Translating an English video into German often leaves the speaker sounding like a chipmunk or a sleepy giant. The words are correct, but the timing is completely wrong because German takes more syllables to express the same idea. Fixing that awkward pacing without ruining the original meaning is a surprisingly difficult math problem, and it raises a quiet question about how much we are willing to change what someone said just to make them look natural saying it.
Key Takeaways
- Translated video exports with dubbing increased 15% in the first 30 days after rollout.
- Duration adherence improved by 13 to 43 percentage points depending on the target language.
- Segments falling within acceptable pacing windows increased from 40%–60% to between 73% and 83%.
Descript is a video editing company that uses artificial intelligence to transcribe and edit audio. They recently overhauled their translation pipeline to fix this exact pacing issue. Translating written captions is relatively easy because reading speed is flexible. Dubbing spoken audio is much harder.
If a translated sentence runs too long, the audio has to be artificially sped up to fit the video cut. If it is too short, it gets slowed down. The company ran listening tests and found that audio slowed down by 10 percent or sped up by 20 percent still sounded normal. Beyond that window, the voices distorted.
Duration adherence: the ability of translated audio to match the exact time length of the original spoken audio.
To improve duration adherence, Descript started using newer reasoning models to count syllables before generating the audio, ensuring the new words fit the old time limits.
The big deal
Traditionally, dubbing requires language experts to manually rewrite scripts so they fit the timing of the video. Then actors have to record new audio. It is a slow and expensive process.
Automating this means creators and companies can translate entire libraries of video without hiring a localization team. It makes high-quality dubbing accessible to normal users instead of just big movie studios. It also saves hours of manual timeline editing.

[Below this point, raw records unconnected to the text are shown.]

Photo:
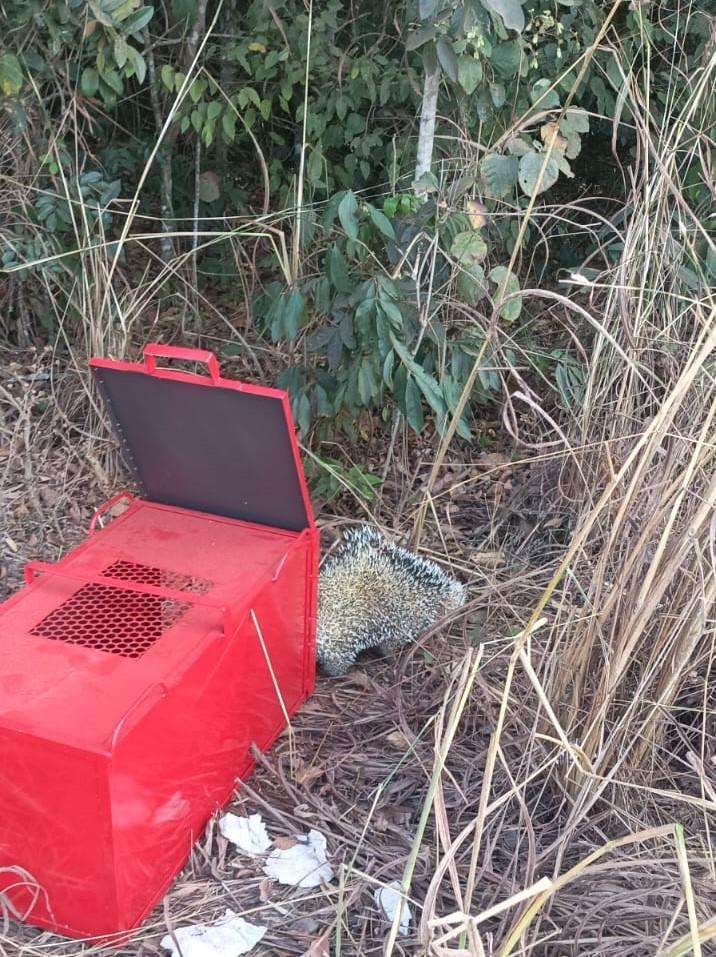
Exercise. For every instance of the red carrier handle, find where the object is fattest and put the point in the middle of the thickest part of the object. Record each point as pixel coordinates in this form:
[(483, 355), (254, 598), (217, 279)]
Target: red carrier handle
[(155, 350), (105, 507)]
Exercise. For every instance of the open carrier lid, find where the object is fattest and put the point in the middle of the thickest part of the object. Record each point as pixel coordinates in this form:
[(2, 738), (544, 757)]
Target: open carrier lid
[(206, 443)]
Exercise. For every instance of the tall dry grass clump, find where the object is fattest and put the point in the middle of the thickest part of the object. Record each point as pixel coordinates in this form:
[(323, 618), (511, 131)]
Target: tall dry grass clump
[(639, 630)]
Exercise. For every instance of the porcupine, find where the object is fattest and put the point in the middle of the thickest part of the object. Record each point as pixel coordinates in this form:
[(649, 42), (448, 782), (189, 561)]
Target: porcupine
[(374, 594)]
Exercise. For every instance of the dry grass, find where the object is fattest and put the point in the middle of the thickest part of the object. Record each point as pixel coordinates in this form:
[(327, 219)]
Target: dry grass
[(539, 773)]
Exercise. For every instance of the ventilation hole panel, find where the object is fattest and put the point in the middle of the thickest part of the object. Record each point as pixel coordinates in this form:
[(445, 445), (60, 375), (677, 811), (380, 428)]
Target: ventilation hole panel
[(159, 577), (113, 620)]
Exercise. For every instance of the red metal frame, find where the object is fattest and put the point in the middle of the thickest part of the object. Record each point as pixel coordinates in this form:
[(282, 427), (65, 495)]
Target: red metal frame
[(154, 351), (112, 776)]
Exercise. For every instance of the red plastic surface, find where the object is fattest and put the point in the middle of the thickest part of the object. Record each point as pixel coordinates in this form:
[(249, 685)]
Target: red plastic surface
[(132, 685)]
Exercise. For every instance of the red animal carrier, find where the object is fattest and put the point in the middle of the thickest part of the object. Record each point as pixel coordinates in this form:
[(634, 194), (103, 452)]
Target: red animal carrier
[(137, 672)]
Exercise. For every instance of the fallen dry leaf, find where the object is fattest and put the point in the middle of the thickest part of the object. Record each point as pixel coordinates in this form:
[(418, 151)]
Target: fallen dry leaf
[(320, 946), (476, 213), (493, 460), (283, 843), (397, 739), (488, 558), (307, 773), (550, 134)]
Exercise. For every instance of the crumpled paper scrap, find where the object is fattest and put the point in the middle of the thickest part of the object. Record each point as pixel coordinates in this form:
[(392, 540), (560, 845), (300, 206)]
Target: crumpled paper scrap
[(230, 936), (303, 865), (387, 899), (247, 833)]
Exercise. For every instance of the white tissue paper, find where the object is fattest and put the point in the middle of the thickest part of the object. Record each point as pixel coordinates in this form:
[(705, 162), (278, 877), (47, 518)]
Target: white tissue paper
[(303, 865), (388, 899), (230, 936), (247, 833)]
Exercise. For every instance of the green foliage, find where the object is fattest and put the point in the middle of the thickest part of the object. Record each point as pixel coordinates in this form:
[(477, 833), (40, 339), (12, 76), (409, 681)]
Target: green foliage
[(328, 479), (358, 340)]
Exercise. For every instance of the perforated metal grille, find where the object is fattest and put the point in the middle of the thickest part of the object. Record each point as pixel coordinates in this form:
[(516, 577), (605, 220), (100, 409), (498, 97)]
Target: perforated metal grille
[(117, 620), (159, 577)]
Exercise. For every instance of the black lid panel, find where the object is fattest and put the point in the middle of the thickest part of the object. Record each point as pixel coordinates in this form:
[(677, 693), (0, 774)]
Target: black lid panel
[(207, 447)]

Previously, users had to chop up audio segments and adjust the timing by hand. That required fluency in the target language. Now, the software handles the heavy lifting.
How it works
The system breaks the original transcript into small chunks and calculates exactly how many syllables the translated version needs to fit the same time window. Earlier AI models struggled to simply count syllables, but newer models are consistent enough to make this math reliable.
Think of packing a suitcase for a weekend trip. If you buy a bulky new sweater while traveling, you have to take something else out or fold everything differently so the suitcase still zips shut.
The AI acts like that careful packer. It adjusts the vocabulary and simplifies concepts in the target language so the final translated sentence has the exact number of syllables needed to fit the original video segment.
The catch
To make the timing work, the system sometimes has to change the exact meaning of the words. Descript accepts a lower accuracy threshold for dubbing than for written captions. They trade a bit of literal accuracy for natural pacing. Still, the company notes that 85.5 percent of translated segments score highly for preserving the original meaning.
It is also not perfect. Even with the new system, up to 27 percent of translated segments still fall outside the acceptable pacing window depending on the language.
Regarding specific costs, access tiers, and privacy safeguards, the article doesn’t say.
What to watch
Descript is building batch processing tools for companies that want to translate massive video libraries all at once. They are also working on a system that looks at video, text, and audio together to preserve the speaker’s original tone and nonverbal quirks.
- Watch whether the system can maintain the speaker’s natural emphasis and cadence in future updates.
- Look for how users react to the tradeoff between exact translation accuracy and natural pacing.
If you are a video creator, expect automated dubbing to become a standard export option rather than a premium service.